Monitoring only creates value if it feeds decisions. A dashboard full of red flags nobody acts on is theater. A workable program tends to move through a few stages:

  1. Inventory and tier your vendors. You cannot watch everyone equally. Rank suppliers by the sensitivity of the data they touch and how deeply they are integrated. A payroll processor holding employee PII and a stationery supplier are not the same risk.
  2. Set expectations in the contract. Right-to-audit clauses, breach-notification timelines (e.g. 72 hours), required security controls, and approval for subprocessors give your monitoring teeth. A signal is only useful if you have the contractual standing to demand a fix.
  3. Establish a baseline. Capture each critical vendor’s current posture so you can detect change, which is often more meaningful than an absolute score.
  4. Define thresholds and ownership. Decide in advance what severity triggers what response, and name the human who owns each vendor relationship.
  5. Wire monitoring to a workflow. Route findings into ticketing and your incident process. Close the loop by confirming remediation, not just logging the alert.

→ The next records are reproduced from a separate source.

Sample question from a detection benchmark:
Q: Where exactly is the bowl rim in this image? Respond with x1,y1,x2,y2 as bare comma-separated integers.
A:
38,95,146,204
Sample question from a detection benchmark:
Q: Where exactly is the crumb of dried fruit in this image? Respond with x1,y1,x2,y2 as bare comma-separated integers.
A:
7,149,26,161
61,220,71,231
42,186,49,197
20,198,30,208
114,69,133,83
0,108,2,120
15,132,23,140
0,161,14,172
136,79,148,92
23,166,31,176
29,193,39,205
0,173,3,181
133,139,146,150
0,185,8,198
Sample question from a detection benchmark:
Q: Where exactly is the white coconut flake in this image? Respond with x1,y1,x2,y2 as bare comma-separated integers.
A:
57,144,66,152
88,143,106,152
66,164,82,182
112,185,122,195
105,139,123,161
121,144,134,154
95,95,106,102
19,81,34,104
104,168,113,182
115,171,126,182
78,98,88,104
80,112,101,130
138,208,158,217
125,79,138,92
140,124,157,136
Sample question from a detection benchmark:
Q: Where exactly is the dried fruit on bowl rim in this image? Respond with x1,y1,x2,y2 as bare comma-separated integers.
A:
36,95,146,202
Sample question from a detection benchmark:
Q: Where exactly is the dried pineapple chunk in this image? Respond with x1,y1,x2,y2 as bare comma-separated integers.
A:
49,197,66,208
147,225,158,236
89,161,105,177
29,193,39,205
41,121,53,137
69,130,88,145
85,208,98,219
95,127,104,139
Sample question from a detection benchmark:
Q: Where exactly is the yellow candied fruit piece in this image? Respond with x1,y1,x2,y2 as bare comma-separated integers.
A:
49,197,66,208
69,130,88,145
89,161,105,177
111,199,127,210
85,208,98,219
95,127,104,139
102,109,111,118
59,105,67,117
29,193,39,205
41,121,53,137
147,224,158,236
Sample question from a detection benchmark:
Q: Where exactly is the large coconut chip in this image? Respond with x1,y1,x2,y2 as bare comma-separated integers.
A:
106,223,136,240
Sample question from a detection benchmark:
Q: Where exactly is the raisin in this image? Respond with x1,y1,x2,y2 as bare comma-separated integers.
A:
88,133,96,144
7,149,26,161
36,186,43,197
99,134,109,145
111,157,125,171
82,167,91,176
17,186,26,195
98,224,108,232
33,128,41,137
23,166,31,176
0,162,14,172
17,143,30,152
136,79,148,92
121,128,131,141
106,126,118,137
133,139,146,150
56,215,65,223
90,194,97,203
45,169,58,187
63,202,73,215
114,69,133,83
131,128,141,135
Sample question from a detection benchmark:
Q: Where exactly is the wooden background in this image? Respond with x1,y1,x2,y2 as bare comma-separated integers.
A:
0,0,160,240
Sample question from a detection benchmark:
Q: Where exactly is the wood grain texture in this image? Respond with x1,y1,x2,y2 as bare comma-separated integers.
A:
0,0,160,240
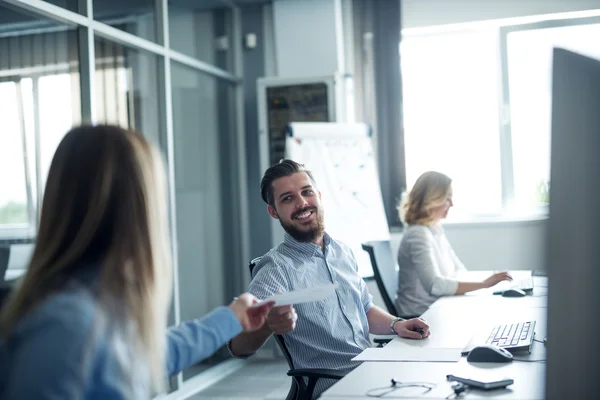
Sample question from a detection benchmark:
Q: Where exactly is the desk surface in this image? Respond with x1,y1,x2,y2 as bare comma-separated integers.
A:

Getting the Signal-to-Noise Ratio Right

The single biggest failure mode of these programs is alert fatigue. Outside-in scanners generate a lot of findings, and many are cosmetic or attributed to the wrong company. A few practices keep the program credible:

  • Validate attribution. Confirm that flagged assets actually belong to the vendor before you escalate. Shared hosting and cloud IP ranges cause frequent misattribution.
  • Weight by materiality. A missing security header on a marketing microsite is not the same as leaked admin credentials for the system holding your customer data. Prioritize by what the vendor can actually reach in your environment.
  • Prefer trends over point scores. A vendor sliding from good to poor over a quarter is a stronger warning than a mediocre absolute grade.
  • Talk to your vendors. Monitoring works best as a collaborative conversation, not a gotcha. Give them the finding, a reasonable timeline, and a way to dispute false positives.
  • Don’t over-trust a single number. Security ratings are a useful triage input, but they are estimates built on external data, not ground truth about internal controls.

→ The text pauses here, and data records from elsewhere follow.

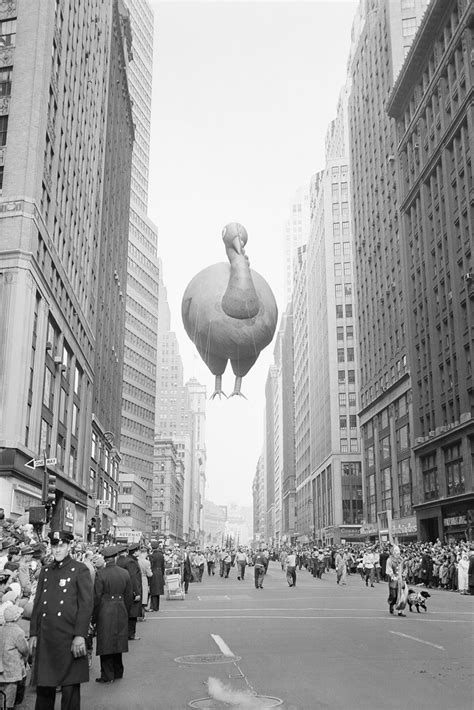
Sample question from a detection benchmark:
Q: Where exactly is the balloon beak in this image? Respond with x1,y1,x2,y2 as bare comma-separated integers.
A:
232,237,243,254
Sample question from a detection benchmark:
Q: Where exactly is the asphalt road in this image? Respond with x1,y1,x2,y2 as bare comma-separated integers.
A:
19,563,474,710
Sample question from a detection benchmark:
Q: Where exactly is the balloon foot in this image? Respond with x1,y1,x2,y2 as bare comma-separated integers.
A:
229,390,247,399
209,390,228,399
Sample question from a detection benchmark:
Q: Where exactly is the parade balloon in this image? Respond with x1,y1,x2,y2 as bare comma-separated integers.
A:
181,222,278,399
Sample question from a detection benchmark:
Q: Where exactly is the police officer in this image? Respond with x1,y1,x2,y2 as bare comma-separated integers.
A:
30,531,93,710
92,545,132,683
117,542,142,641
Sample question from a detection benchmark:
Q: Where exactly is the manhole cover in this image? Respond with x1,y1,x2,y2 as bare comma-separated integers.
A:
174,653,241,664
189,695,283,710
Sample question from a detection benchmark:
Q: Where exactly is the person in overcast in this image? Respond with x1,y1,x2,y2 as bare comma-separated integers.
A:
92,545,133,683
29,530,93,710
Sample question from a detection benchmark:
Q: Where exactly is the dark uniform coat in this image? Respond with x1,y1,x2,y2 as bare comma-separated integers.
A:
150,550,165,596
93,561,132,656
30,555,93,687
117,555,142,619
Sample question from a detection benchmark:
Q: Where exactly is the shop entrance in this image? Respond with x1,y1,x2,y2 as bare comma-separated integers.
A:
420,518,439,542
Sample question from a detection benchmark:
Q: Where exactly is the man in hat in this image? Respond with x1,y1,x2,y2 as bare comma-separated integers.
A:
92,545,133,683
117,542,142,641
150,540,165,611
18,545,34,597
30,530,93,710
0,537,15,570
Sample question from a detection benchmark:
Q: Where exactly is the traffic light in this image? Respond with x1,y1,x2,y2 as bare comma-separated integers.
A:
46,473,56,505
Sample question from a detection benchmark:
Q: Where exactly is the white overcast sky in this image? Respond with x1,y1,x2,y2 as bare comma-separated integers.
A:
149,0,357,505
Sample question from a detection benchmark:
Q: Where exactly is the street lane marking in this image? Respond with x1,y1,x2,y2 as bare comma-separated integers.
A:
164,606,474,620
211,634,235,658
150,610,474,624
389,631,446,651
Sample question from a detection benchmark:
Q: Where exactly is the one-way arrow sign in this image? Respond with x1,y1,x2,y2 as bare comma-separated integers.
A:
25,458,58,468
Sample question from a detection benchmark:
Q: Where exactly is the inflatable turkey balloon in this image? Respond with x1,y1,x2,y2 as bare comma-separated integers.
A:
181,222,278,399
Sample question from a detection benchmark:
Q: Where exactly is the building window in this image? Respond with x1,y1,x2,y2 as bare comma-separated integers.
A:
397,424,410,451
365,446,375,467
402,17,417,37
444,444,464,496
421,454,439,500
0,116,8,146
398,459,413,518
381,466,392,511
380,436,390,459
0,67,13,96
0,19,16,50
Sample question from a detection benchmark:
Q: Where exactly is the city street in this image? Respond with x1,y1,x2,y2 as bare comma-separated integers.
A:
18,562,474,710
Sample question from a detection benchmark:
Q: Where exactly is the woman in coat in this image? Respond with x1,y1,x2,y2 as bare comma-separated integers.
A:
150,540,165,611
92,545,132,683
138,547,153,620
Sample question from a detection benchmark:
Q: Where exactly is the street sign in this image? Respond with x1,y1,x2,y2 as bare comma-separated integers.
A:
25,459,58,468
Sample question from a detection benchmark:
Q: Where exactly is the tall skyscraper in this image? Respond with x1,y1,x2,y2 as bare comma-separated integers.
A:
285,185,310,305
388,0,474,542
119,0,159,532
304,84,362,544
349,0,426,540
292,241,312,540
0,0,133,536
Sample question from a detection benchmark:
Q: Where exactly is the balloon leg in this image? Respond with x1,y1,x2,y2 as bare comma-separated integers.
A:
229,377,247,399
209,375,227,399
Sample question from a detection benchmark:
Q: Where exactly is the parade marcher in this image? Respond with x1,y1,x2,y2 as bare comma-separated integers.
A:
458,551,469,594
206,549,216,577
285,550,296,587
386,545,408,616
150,540,165,611
18,545,34,597
224,550,232,579
253,550,266,589
235,547,247,580
183,545,193,594
92,545,133,683
0,604,29,710
116,542,142,641
138,547,153,621
29,531,93,710
362,549,375,587
335,549,347,584
194,550,206,582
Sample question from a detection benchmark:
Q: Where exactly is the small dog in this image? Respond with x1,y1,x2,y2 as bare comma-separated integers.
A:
407,589,431,614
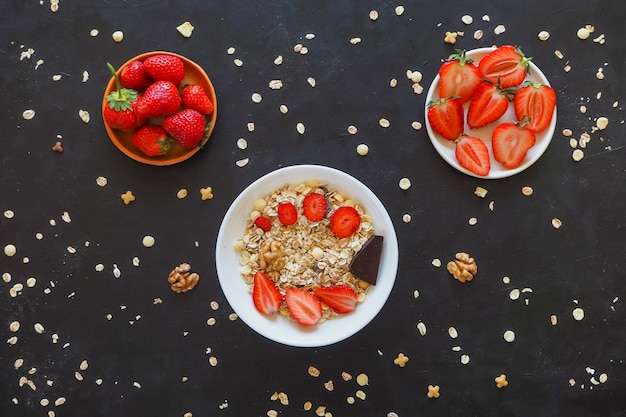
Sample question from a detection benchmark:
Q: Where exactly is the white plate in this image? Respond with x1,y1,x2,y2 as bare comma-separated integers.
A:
425,48,556,179
215,165,398,347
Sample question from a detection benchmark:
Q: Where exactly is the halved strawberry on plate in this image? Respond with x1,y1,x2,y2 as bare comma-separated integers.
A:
491,119,536,169
285,287,322,326
513,81,556,133
439,49,482,103
252,270,283,314
467,81,511,129
314,285,359,314
478,45,532,88
454,135,491,177
426,97,464,140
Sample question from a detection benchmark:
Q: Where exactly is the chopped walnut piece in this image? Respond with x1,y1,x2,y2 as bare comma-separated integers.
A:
167,263,200,293
447,252,478,282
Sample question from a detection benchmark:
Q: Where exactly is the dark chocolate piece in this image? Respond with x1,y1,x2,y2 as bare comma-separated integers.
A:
350,235,383,285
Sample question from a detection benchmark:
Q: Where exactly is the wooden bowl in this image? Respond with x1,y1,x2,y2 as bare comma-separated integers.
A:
102,51,217,166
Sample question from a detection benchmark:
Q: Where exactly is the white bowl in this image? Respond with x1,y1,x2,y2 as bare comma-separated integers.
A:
215,165,398,347
425,48,556,179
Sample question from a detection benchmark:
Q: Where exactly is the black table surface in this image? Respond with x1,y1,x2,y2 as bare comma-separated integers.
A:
0,0,626,417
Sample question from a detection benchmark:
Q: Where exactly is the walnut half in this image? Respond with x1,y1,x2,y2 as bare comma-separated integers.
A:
167,263,200,293
447,252,478,282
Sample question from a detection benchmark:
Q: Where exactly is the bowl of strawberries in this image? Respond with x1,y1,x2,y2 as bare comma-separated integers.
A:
425,45,557,179
102,51,217,166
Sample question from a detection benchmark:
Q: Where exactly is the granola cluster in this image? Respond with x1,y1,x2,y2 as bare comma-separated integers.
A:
235,180,374,320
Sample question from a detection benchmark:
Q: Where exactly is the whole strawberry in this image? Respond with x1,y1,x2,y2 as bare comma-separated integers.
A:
120,60,154,90
102,63,137,132
143,54,185,85
132,125,172,156
181,84,214,116
163,109,206,149
135,81,181,119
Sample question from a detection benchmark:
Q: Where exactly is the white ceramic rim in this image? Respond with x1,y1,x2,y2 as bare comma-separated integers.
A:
215,165,398,347
424,47,556,179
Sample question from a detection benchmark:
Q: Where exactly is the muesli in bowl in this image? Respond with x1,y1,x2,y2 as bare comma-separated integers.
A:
235,179,382,326
215,165,398,347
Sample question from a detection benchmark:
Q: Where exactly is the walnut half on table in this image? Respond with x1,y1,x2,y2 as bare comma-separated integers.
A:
167,263,200,293
446,252,478,282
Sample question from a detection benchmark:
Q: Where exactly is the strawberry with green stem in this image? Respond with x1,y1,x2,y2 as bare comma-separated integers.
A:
102,62,137,132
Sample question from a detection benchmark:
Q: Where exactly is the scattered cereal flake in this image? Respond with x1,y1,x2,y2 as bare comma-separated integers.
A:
120,190,135,205
111,30,124,43
502,330,515,343
393,352,409,368
572,149,585,162
572,307,585,321
426,385,441,398
200,186,213,200
537,30,550,41
176,22,194,38
78,109,91,123
494,374,509,388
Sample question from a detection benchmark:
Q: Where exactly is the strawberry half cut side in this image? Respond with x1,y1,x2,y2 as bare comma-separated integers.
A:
252,270,283,314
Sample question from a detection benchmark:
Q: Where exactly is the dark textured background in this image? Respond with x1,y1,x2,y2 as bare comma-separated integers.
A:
0,0,626,417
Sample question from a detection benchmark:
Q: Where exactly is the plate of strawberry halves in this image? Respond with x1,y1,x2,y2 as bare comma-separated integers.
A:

Where Regulation Pushes This

Continuous third party oversight is increasingly not optional. Financial regulators and data-protection regimes now expect it explicitly. The EU’s DORA framework requires financial entities to manage and monitor ICT third party risk, including concentration risk from over-reliance on a few critical providers. GDPR makes you accountable for the processors handling personal data on your behalf. Sector rules like the NYDFS cybersecurity regulation, and frameworks such as NIST SP 800-161 for supply chain risk and ISO 27036 for supplier relationships, all point in the same direction: know your suppliers, set requirements, and keep watching. Treating monitoring as a compliance-driven baseline rather than a nice-to-have is now the safer bet.

The Takeaway

Third party risk monitoring is really an admission that trust and verification have to coexist. You will always depend on outside organizations, and you can never fully control them — but you can refuse to be surprised by them. The organizations that handle this well are not the ones with the most impressive scanning tools; they are the ones who tier their vendors honestly, write real requirements into contracts, watch for meaningful change rather than drowning in noise, and have a named person ready to pick up the phone when a signal goes red. Do that consistently, and the supplier who gets breached next quarter becomes a managed incident instead of your breach.